JP couldn't quite avoid smartass mode from the start: "Dalai Lama, I've never interviewed a living god before - what should I call you?" To which the DL sniggered a bit and replied: "Just simply? human brother." (Sadly, Paxman failed to adopt this form of address.)

It's a bit old to praise the Dalai Lama, who gets a rather good press. In this interview, Paxman respectfully elicited views on the spilling of semen that would be mocked mercilessly if a Catholic bishop (or, God forbid, Mother Bernadette O'Connor) came out with them. Nonetheless, the man - living god or otherwise - is a dote, good-humoured and convincingly modest both about his past achievements and future ambitions: he hopes to turn over the government of an autonomous Tibet (linked with China for the sake of its economic development) to democratic leaders and become "a simple Buddhist monk". He even seems prepared to see the titular position of Dalai Lama die with him.

Paxman did his best to provoke him on the subject of anger. Surely he was angered by the actions of the Chinese in his country, Paxman asked, offering a grim litany of atrocities. "I get a little bit agitated . . ." the Dalai Lama said, and finally admitted anger momentarily into his emotional vocabulary.

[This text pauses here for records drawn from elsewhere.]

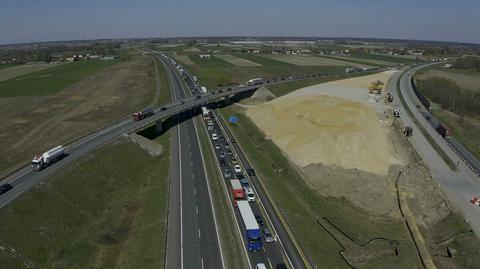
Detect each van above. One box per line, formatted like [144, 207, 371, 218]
[245, 187, 255, 203]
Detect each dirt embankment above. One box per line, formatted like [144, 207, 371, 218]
[0, 57, 154, 176]
[246, 70, 480, 268]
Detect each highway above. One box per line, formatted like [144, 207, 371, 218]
[387, 66, 480, 236]
[0, 52, 380, 209]
[0, 67, 257, 208]
[158, 53, 224, 269]
[174, 55, 307, 268]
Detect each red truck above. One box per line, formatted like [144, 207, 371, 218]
[132, 107, 154, 121]
[436, 123, 452, 138]
[230, 179, 245, 207]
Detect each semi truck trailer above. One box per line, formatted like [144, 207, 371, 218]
[132, 107, 154, 121]
[230, 179, 245, 206]
[32, 146, 65, 171]
[436, 123, 452, 138]
[237, 201, 262, 251]
[247, 78, 263, 86]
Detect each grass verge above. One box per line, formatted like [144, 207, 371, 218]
[0, 60, 121, 97]
[397, 74, 458, 171]
[221, 107, 419, 268]
[0, 135, 170, 268]
[195, 118, 248, 268]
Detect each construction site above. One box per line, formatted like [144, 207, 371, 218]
[239, 70, 480, 268]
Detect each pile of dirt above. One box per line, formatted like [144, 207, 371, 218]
[247, 95, 401, 175]
[240, 87, 276, 105]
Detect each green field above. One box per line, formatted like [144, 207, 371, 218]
[0, 60, 121, 97]
[0, 64, 20, 69]
[221, 107, 420, 268]
[178, 53, 345, 88]
[352, 54, 416, 64]
[0, 135, 170, 269]
[267, 71, 375, 97]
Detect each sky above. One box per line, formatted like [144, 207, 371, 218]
[0, 0, 480, 44]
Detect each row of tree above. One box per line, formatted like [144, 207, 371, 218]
[417, 77, 480, 118]
[453, 56, 480, 72]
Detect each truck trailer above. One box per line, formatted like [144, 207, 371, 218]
[436, 123, 452, 139]
[32, 146, 65, 171]
[230, 179, 245, 207]
[237, 201, 262, 251]
[247, 78, 263, 86]
[132, 107, 154, 121]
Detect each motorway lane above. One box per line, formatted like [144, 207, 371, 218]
[215, 113, 307, 268]
[160, 55, 224, 268]
[205, 113, 285, 268]
[387, 68, 480, 236]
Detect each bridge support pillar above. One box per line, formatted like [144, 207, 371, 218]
[223, 95, 230, 105]
[155, 120, 163, 132]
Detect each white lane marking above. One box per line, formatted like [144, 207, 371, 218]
[193, 120, 228, 268]
[177, 125, 183, 269]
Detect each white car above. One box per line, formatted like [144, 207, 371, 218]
[245, 187, 255, 203]
[233, 164, 242, 173]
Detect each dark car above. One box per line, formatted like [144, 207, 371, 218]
[255, 215, 263, 226]
[0, 183, 13, 194]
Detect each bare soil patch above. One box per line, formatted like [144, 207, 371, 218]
[0, 63, 58, 81]
[0, 57, 154, 176]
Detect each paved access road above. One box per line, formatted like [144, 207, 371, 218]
[159, 57, 224, 269]
[387, 66, 480, 236]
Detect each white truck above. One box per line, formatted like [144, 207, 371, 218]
[247, 78, 263, 86]
[32, 146, 65, 171]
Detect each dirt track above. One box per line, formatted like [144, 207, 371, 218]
[0, 57, 154, 176]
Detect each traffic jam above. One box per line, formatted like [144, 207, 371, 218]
[162, 51, 286, 268]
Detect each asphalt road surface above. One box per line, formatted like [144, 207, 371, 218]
[159, 57, 224, 268]
[387, 66, 480, 236]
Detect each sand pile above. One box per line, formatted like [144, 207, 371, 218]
[247, 94, 400, 175]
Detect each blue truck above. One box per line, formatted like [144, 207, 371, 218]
[237, 201, 262, 251]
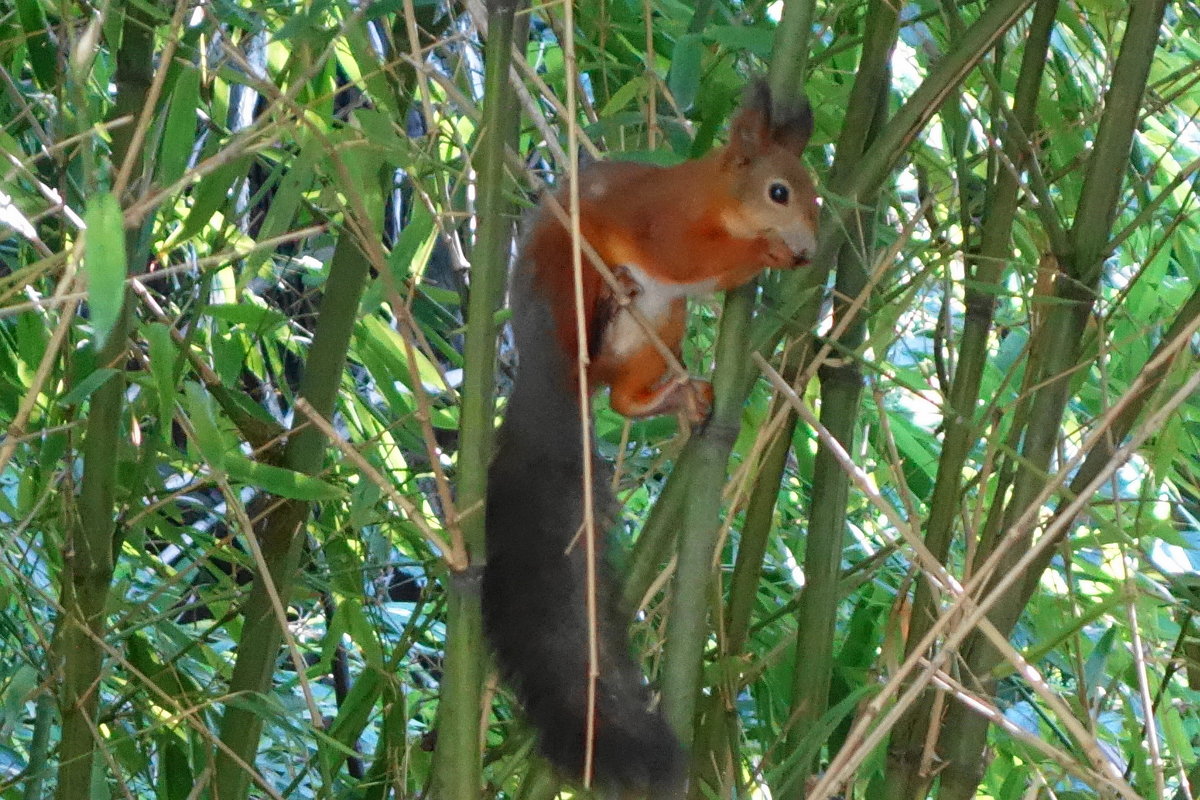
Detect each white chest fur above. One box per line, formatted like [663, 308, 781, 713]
[604, 264, 716, 357]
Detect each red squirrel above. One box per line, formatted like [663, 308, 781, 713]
[482, 82, 817, 798]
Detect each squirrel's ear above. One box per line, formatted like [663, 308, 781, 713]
[770, 95, 812, 156]
[726, 78, 772, 164]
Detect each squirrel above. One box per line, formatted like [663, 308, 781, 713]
[482, 80, 818, 798]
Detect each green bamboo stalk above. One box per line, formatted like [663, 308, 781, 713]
[661, 0, 812, 758]
[877, 0, 1058, 800]
[940, 0, 1166, 800]
[214, 233, 370, 800]
[55, 7, 155, 800]
[781, 0, 899, 798]
[433, 0, 521, 800]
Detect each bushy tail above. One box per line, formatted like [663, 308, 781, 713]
[482, 291, 685, 798]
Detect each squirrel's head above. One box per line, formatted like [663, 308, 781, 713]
[721, 80, 820, 264]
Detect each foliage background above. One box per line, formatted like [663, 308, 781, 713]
[0, 0, 1200, 800]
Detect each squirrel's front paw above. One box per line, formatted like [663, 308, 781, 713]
[761, 236, 798, 270]
[679, 378, 713, 425]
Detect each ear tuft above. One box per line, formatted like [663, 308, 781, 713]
[726, 78, 772, 164]
[770, 95, 812, 156]
[728, 78, 812, 163]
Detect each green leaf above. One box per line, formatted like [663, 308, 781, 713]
[667, 34, 704, 112]
[158, 65, 200, 186]
[145, 323, 175, 443]
[184, 383, 226, 469]
[172, 157, 250, 242]
[206, 302, 288, 333]
[59, 367, 120, 408]
[223, 452, 346, 500]
[17, 0, 59, 90]
[83, 192, 127, 349]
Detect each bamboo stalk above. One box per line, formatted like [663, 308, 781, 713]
[941, 0, 1166, 800]
[878, 0, 1058, 800]
[55, 7, 155, 800]
[214, 231, 368, 800]
[655, 0, 812, 772]
[433, 0, 522, 800]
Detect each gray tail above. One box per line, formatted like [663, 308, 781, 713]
[482, 296, 686, 798]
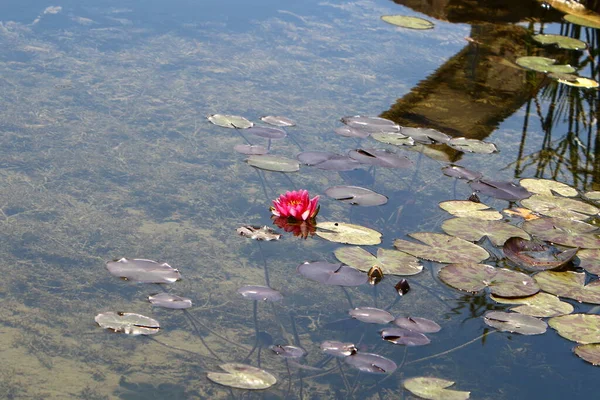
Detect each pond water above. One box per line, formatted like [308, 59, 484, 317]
[0, 0, 600, 399]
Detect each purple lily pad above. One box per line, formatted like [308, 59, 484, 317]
[394, 317, 442, 333]
[348, 307, 394, 324]
[344, 353, 398, 374]
[381, 328, 431, 346]
[238, 285, 283, 301]
[297, 261, 368, 286]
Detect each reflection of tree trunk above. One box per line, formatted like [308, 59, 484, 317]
[382, 24, 544, 144]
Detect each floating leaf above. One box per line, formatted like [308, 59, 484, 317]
[446, 137, 498, 154]
[533, 34, 587, 50]
[439, 200, 502, 221]
[348, 149, 413, 168]
[94, 311, 160, 336]
[344, 353, 398, 374]
[297, 261, 368, 286]
[516, 56, 575, 74]
[106, 258, 181, 283]
[148, 293, 192, 310]
[469, 179, 531, 201]
[325, 186, 388, 207]
[208, 114, 254, 129]
[348, 307, 394, 324]
[402, 377, 471, 400]
[236, 225, 281, 242]
[548, 314, 600, 344]
[238, 285, 283, 301]
[519, 178, 578, 197]
[438, 263, 540, 297]
[534, 271, 600, 304]
[442, 218, 529, 246]
[370, 131, 415, 146]
[483, 311, 548, 335]
[381, 15, 434, 30]
[334, 247, 423, 275]
[207, 363, 277, 390]
[246, 154, 300, 172]
[260, 115, 296, 127]
[521, 194, 600, 220]
[573, 343, 600, 365]
[503, 237, 579, 271]
[394, 232, 489, 263]
[317, 222, 381, 245]
[523, 218, 600, 249]
[490, 292, 573, 318]
[577, 249, 600, 275]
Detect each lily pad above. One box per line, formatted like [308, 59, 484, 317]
[490, 292, 574, 318]
[523, 218, 600, 249]
[246, 154, 300, 172]
[381, 15, 435, 30]
[207, 363, 277, 390]
[442, 218, 529, 246]
[573, 343, 600, 365]
[503, 237, 579, 271]
[519, 178, 578, 197]
[446, 137, 498, 154]
[534, 271, 600, 304]
[236, 225, 281, 242]
[516, 56, 575, 74]
[334, 247, 423, 275]
[317, 222, 381, 245]
[483, 311, 548, 335]
[208, 114, 254, 129]
[325, 186, 388, 207]
[402, 376, 471, 400]
[394, 232, 489, 263]
[381, 15, 434, 30]
[533, 34, 587, 50]
[548, 314, 600, 344]
[94, 311, 160, 336]
[521, 194, 600, 220]
[106, 258, 181, 283]
[438, 263, 540, 297]
[439, 200, 502, 221]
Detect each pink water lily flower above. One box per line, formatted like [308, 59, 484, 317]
[271, 190, 319, 221]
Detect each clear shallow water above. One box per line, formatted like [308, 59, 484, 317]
[0, 1, 597, 399]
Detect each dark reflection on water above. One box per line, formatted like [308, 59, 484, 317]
[0, 0, 600, 399]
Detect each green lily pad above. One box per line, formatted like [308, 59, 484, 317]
[402, 376, 471, 400]
[490, 292, 573, 318]
[533, 34, 587, 50]
[246, 154, 300, 172]
[523, 218, 600, 249]
[577, 249, 600, 275]
[534, 271, 600, 304]
[381, 15, 434, 30]
[317, 222, 381, 245]
[207, 363, 277, 390]
[446, 137, 498, 154]
[521, 194, 600, 220]
[334, 247, 423, 275]
[483, 311, 548, 335]
[516, 56, 575, 74]
[519, 178, 579, 197]
[439, 200, 502, 221]
[563, 14, 600, 29]
[394, 232, 490, 263]
[548, 314, 600, 344]
[573, 343, 600, 365]
[438, 263, 540, 297]
[208, 114, 254, 129]
[442, 218, 529, 246]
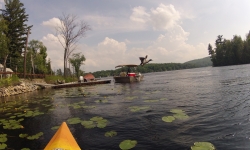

`IT'S the burning, dull, never-ending, continuous, dragging-you-into-thefloor kind of pain that I have." No, that's definitely not the Dalai Lama. It's also not a grieving Gay Byrne fan describing these long mornings without him. It's not even Eamon Dunphy talking about his back.

It comes from one of the wince-inducing testimonials about chronic pain featured on The Health Report (RTE Radio 1, Tuesday). For a change, the hypochondriac's favourite series didn't have me checking for symptoms (though this shoulder . . .). I definitely don't always feel as though I'm carrying a huge sack of potatoes across my back. This programme did, however, have a high there-but-for-the-grace-of-God factor. The man who'd been hurt in a car accident was bad enough; the decade of agony a woman has suffered since straining a muscle at badminton was worse; and as for the tale of the awkwardly lifted briefcase . . .

Producer/presenter Yetti Redmond focused effectively on the psychological consequences of chronic pain. "The principle by which I had run my life was that there was a beginning, a middle and an end to everything," one sufferer said, going on to describe the disappearance of such narrative certainty from her mentality since the pain set in. Ouch.